Young Feistritzer follows Big Daddy's tire tracks

April 7, 2008, 12:23 pm
By Mike Sullivan
DirtonDirt.com correspondent
P.J. Feistritzer (Derrick R. Strader Strader327@aol.com)
P.J. Feistritzer (Derrick R. Strader Strader327@aol.com)

JUNCTION CITY, Ky. (April 5) — At go-kart races in the mid-1990s, central Kentucky racing standout Paul Feistritzer remembers watching his son P.J. and shaking his head. "P.J. can't drive a nail," the older Feistritzer remembers saying. A bit harsh, maybe, but now P.J. looks back and smiles remembering his father’s summation of his driving. | Crate special event schedule

“I wasn’t very good in go-karts," the 26-year-old P.J. said with a laugh. “I guess I was too heavy or something. All I know is we weren’t very good.”

Today, P.J. and his father Paul have returned to racing in winning form. At the 2008 Ponderosa Speedway opener, the duo timed in first and second in the Crate Late Model division, took the top two spots in the heat and completed the night going one-two in the main event.

For long-time fans of Ponderosa, the name Feistritzer is a common one. Since the wedge-car days of the early '80s, Paul “Big Daddy” Feistritzer has won more races than he can remember. Five years ago, fans got to see Feistritzer's son make his debut. In 2007, the youngster put the family name back in the track’s record books by winning 17 features and claiming Ponderosa's Crate Late Model championship. In the process, the elder Feistritzer climbed back behind the wheel.

“P.J. got too smart and was winning too much, so I decided to do it again," said the 60-year-old Paul. “There’s not a nickel’s difference in our cars and we still do the same stuff now we did when I raced Late Models. You just want these cars looser because you don’t have the motor they do. I let him make his decisions about what to do, but he knows where to go when he’s in a little trouble.”

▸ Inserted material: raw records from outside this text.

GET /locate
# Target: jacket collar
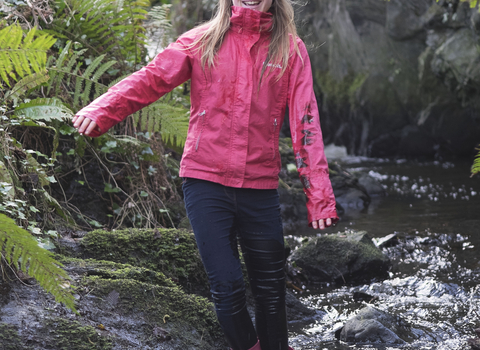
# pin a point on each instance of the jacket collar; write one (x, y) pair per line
(246, 20)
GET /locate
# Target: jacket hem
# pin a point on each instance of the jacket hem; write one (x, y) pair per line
(267, 184)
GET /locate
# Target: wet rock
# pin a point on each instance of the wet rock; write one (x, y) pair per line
(341, 258)
(475, 342)
(120, 307)
(174, 252)
(387, 241)
(360, 296)
(373, 326)
(298, 312)
(380, 96)
(371, 185)
(349, 193)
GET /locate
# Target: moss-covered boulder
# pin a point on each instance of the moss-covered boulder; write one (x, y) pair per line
(173, 252)
(341, 258)
(120, 307)
(373, 326)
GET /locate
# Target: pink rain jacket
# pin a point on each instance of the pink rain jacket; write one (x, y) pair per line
(234, 125)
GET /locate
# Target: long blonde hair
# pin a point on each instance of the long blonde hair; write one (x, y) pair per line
(279, 48)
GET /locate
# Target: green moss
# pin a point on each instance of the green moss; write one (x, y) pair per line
(173, 252)
(9, 338)
(68, 334)
(187, 317)
(112, 270)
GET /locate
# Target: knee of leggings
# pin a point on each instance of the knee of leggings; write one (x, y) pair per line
(229, 297)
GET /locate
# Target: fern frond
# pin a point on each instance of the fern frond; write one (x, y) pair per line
(476, 164)
(67, 70)
(159, 14)
(171, 121)
(105, 26)
(22, 251)
(22, 56)
(29, 82)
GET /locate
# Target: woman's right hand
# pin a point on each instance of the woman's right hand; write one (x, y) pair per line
(84, 125)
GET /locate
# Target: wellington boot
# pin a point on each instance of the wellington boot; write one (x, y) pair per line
(256, 346)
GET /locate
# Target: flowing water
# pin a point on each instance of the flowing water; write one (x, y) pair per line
(434, 284)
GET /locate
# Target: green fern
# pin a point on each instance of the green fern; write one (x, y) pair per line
(29, 82)
(170, 121)
(67, 70)
(476, 164)
(21, 250)
(113, 27)
(22, 56)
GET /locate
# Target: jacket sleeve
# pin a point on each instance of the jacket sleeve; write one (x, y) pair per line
(307, 140)
(167, 70)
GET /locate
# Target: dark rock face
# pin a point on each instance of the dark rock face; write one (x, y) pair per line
(371, 325)
(396, 78)
(341, 258)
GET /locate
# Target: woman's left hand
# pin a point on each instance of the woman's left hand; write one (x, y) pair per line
(321, 224)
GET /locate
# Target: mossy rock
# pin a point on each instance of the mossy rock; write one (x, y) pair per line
(149, 314)
(9, 338)
(66, 334)
(342, 258)
(170, 251)
(114, 271)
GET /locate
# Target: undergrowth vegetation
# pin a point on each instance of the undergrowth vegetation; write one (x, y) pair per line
(55, 58)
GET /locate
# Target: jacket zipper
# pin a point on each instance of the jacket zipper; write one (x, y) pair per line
(200, 134)
(274, 138)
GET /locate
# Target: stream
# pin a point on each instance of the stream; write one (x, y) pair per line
(434, 209)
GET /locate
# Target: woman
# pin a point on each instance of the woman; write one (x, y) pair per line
(246, 66)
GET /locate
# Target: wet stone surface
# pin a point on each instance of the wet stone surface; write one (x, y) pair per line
(434, 247)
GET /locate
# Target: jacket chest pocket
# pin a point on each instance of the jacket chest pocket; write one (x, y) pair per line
(275, 137)
(201, 127)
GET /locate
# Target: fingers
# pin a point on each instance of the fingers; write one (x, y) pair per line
(84, 125)
(321, 224)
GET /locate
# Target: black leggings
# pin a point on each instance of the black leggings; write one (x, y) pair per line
(221, 217)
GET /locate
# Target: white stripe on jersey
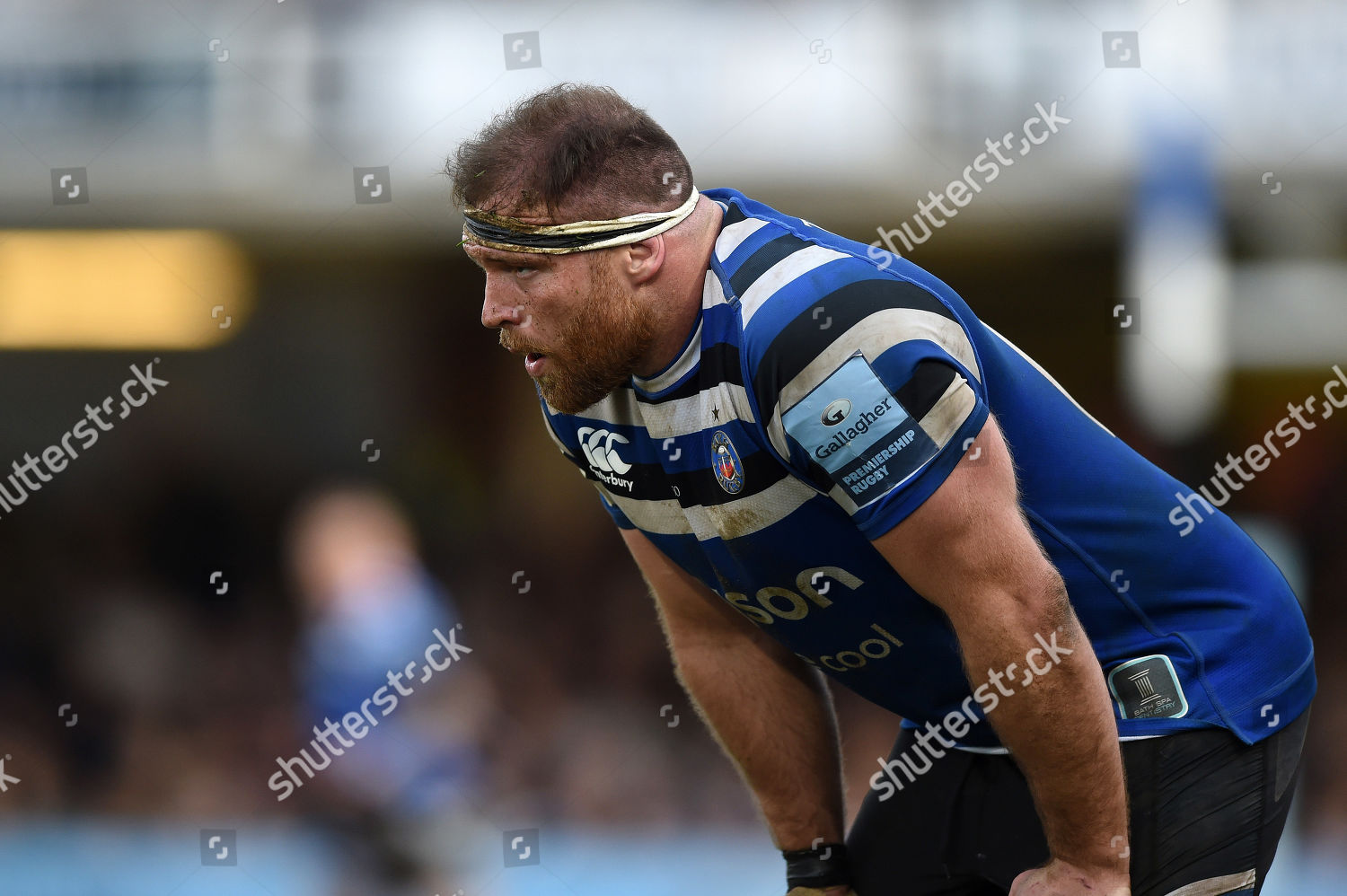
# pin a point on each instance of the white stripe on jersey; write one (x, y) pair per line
(751, 514)
(950, 411)
(683, 417)
(713, 293)
(735, 234)
(676, 371)
(784, 271)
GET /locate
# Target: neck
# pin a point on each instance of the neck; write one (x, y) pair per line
(682, 301)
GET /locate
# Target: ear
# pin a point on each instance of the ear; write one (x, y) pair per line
(643, 260)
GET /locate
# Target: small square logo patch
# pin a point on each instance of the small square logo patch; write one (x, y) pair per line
(854, 427)
(1148, 688)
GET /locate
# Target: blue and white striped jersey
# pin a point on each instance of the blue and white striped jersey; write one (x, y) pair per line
(823, 395)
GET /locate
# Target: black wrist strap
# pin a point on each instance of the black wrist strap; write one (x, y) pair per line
(824, 865)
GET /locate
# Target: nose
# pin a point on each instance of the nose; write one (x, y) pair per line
(497, 312)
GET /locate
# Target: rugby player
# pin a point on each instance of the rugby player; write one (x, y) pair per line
(822, 461)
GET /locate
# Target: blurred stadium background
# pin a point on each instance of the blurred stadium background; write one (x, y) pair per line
(344, 460)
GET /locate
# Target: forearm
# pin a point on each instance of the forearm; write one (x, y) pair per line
(773, 717)
(1061, 731)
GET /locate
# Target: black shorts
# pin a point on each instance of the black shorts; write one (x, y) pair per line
(1204, 809)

How do they stack up on the racetrack?

“You don’t want to lose to anybody, but especially to somebody you have to see all week," P.J. said with a laugh. “I think we give each other plenty of room and watch out for each other. If we get together, then we have two cars to fix.”

Said Paul: “He’s really good here. I can beat him at Richmond, but unless he messes up (at Ponderosa), then he’s going to win.”

For the younger Feistritzer, Crate racing is a fun way to race while keeping expenses in check. “With the costs of these cars you can race more like a hobby," he said. “With Late Models, you’ve got so much money tied up that you’re almost obligated to go race. With this, if we want to take a night off, we can and it’s not a big deal."